Lyft has published its first quarterly earnings report since becoming a public company, CNBC reports.

The San Francisco ride-sharing company posted an adjusted loss of $9.02 per share on revenue of $776 million for the quarter. Revenue is up by almost double from the first quarter of 2018. The loss per share is down from the estimated $11.40 per share loss in the same time period 12 months ago.

Estimates from Lyft indicate that the company will report revenue between $800 million and $810 million for the second quarter. Revenue at the end of 2019 could sit between $3.275 billion and $3.3 billion.

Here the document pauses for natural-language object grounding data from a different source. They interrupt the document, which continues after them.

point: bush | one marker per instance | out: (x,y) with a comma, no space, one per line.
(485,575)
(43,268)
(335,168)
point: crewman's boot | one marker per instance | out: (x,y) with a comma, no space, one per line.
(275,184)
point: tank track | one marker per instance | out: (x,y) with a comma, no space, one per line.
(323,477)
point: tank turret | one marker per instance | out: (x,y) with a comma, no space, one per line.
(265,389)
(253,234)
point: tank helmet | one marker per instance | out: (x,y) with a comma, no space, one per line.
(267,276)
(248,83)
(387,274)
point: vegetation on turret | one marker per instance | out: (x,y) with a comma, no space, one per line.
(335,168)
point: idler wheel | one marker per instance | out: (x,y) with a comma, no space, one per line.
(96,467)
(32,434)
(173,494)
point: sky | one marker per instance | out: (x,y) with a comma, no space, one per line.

Also Read: 150,000 Motorists Sign Up To Ditch Their Cars For Lyft Alternatives

“The first quarter was a strong start to an important year, our first as a public company,” Lyft co-founder and chief executive Logan Green said. “Our performance was driven by the increased demand for our network and multi-modal platform, as Active Riders grew 46% and revenue grew 95% year-over-year. Transportation is one of the largest segments of our economy and we are still in the very early stages of an enormous secular shift from personal car ownership to Transportation-as-a-Service.”

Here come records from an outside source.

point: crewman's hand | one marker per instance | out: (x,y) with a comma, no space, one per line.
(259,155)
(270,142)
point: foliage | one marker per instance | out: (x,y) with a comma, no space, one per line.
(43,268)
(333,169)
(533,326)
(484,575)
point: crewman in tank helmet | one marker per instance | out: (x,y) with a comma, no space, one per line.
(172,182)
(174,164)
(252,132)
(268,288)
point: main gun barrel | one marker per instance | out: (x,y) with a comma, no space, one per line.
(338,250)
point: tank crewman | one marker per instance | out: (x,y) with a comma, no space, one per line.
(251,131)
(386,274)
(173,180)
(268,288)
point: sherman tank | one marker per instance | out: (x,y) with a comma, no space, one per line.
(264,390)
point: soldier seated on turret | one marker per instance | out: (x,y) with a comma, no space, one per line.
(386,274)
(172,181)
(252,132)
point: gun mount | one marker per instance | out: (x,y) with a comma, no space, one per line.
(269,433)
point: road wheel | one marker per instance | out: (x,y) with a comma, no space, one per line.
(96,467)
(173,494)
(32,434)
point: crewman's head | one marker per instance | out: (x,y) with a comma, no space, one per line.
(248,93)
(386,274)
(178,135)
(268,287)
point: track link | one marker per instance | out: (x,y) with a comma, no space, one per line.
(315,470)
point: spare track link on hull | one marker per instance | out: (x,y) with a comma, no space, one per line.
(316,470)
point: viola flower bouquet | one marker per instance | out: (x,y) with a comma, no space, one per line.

While Lyft continues to lose money, much like key rival Uber, the company is continuing to grow its user base. According to it, it had 20.5 million active riders in the first quarter, significantly more than the 14 million active riders reported in the first quarter of 2018. Additionally, revenue per active rider increased to $37.86 from $28.27.

Alongside the announcement regarding its first-quarter earnings, the company revealed that it has forged a new partnership with Alphabet’s self-driving car division Waymo. The deal will see Waymo deploy 10 of its vehicles on the Lyft service across the Phoenix area.